Depending on your relationship to the deceased you may be able to make a “maintenance” application under the Inheritance (Provision for Family and Dependants) Act 1975 (“Act”). Section 1 of the Act lists the persons who may make an application to the Court for maintenance.

These persons are essentially:

  • Spouse or civil partner of the deceased;
  • Claimants who cohabited continuously for at least 2 years immediately prior to the deceased’s death
  • The deceased’s child/ren (child can include an adopted, fostered and step-child); or
  • Claimants treated as the deceased’s child (including adult children)
  • Claimants being “maintained” by the deceased.

Should you consider yourself to have been maintained by the deceased you may wish to speak to one of our team to assess the merits of your claim.

How long do I have to make a claim?

This generally depends on what type of claims you wish to make.

Claims under the Inheritance (Provision for Family and Dependants) Act 1975 (“Act”) must be issued within 6 months of the date of the grant of probate or letters of administration (grant of representation).

Challenges to a will generally have to be made within 12 years (but obviously the sooner the better) unless you are alleging fraud.

Do I need to go to court in order to resolve my dispute?

Many people don’t realise that one of the main legal objectives of litigation is to encourage negotiation, so that grievances can be resolved prior to escalating matters to court.
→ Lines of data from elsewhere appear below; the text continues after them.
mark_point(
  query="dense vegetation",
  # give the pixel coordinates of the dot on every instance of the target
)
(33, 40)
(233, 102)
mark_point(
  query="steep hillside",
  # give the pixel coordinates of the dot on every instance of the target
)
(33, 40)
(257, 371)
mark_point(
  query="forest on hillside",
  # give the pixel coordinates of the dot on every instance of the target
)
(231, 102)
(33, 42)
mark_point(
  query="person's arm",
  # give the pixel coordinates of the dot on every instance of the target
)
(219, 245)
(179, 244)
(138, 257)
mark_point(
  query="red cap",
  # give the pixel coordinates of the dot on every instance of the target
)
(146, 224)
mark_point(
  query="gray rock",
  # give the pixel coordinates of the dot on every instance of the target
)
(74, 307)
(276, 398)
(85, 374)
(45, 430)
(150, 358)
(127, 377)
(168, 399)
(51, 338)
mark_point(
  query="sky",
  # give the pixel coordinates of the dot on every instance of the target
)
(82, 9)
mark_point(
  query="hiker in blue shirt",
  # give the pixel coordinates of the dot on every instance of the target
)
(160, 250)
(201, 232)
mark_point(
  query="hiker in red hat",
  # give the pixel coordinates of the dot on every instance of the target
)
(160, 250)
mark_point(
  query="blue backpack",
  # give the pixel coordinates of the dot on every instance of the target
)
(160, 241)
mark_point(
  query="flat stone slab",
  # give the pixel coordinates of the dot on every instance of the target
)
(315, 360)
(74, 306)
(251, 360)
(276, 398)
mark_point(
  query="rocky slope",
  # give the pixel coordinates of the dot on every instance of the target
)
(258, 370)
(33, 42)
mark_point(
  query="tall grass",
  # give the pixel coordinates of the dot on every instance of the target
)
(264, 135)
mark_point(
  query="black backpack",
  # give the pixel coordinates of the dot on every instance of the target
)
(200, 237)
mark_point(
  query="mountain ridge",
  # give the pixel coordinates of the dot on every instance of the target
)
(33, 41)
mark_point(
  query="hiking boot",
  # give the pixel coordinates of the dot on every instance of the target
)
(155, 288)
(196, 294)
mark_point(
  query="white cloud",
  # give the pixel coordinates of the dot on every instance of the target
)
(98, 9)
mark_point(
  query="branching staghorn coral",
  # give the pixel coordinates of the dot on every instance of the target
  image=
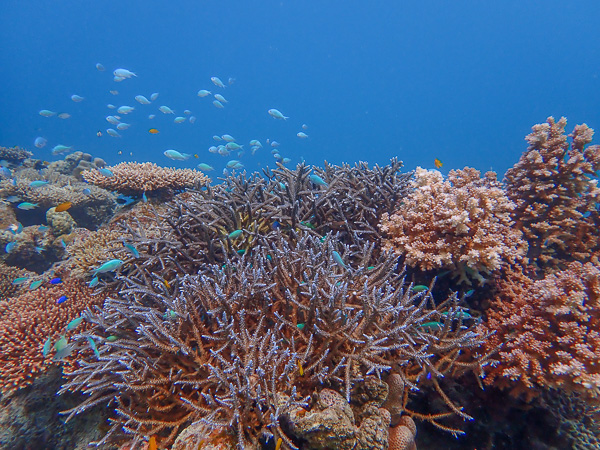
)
(555, 194)
(197, 228)
(550, 330)
(136, 178)
(242, 343)
(461, 224)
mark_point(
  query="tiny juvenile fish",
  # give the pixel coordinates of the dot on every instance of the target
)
(109, 266)
(38, 183)
(26, 206)
(123, 73)
(220, 98)
(142, 100)
(175, 155)
(217, 82)
(63, 206)
(277, 114)
(338, 259)
(316, 179)
(106, 172)
(36, 284)
(74, 323)
(166, 110)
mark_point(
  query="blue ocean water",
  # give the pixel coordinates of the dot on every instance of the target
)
(461, 81)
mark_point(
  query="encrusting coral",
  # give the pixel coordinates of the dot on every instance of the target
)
(460, 224)
(555, 192)
(32, 318)
(550, 330)
(137, 178)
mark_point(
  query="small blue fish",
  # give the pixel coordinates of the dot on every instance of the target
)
(47, 347)
(109, 266)
(125, 200)
(74, 323)
(38, 183)
(316, 179)
(26, 206)
(93, 346)
(106, 172)
(132, 249)
(36, 284)
(338, 259)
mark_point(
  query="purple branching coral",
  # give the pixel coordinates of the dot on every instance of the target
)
(241, 344)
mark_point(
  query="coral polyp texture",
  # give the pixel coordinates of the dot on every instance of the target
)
(251, 339)
(28, 321)
(136, 178)
(550, 330)
(251, 297)
(460, 224)
(555, 191)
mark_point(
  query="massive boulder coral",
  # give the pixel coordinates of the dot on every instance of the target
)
(460, 224)
(555, 193)
(137, 178)
(28, 321)
(550, 331)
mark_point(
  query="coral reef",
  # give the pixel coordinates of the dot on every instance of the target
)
(91, 205)
(550, 331)
(28, 321)
(555, 192)
(461, 224)
(136, 178)
(14, 155)
(248, 339)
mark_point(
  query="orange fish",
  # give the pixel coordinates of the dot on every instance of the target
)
(63, 206)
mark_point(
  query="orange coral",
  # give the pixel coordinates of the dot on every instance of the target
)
(551, 332)
(555, 195)
(462, 224)
(27, 321)
(131, 177)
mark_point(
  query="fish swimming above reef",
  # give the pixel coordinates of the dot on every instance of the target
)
(217, 82)
(123, 73)
(26, 206)
(277, 114)
(166, 110)
(108, 266)
(175, 155)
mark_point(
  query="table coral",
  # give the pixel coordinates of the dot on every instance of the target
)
(551, 332)
(136, 178)
(27, 321)
(461, 224)
(555, 192)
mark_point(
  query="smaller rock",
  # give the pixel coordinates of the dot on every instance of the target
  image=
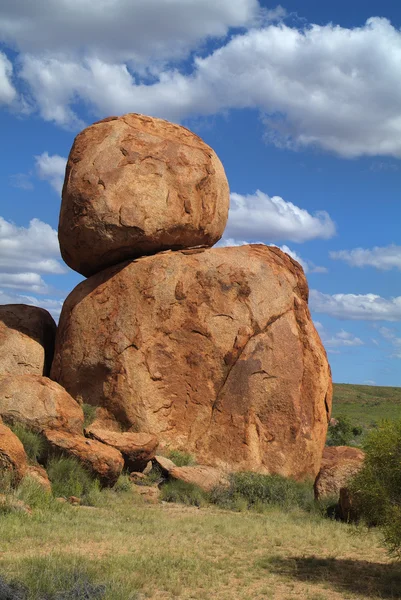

Court should always be the last resort and you can be penalised for escalating matters to court without showing evidence of prior negotiation.

Our skilled and experienced solicitors are able to assist you in negotiating the best settlement and help you to resolve your case swiftly, reducing court costs and legal fees.

Could I use a form of Alternative Dispute Resolution to negotiate settlement?

Parties are encouraged to negotiate settlement of a dispute and may choose to use a form of Alternative Dispute Resolution (ADR). There are many methods of ADR available to clients – these include third party facilitators through mediation, third party decision makers through arbitration, third party informed opinions through early neutral evaluation, and permanent and or temporary decision making through independent adjudication.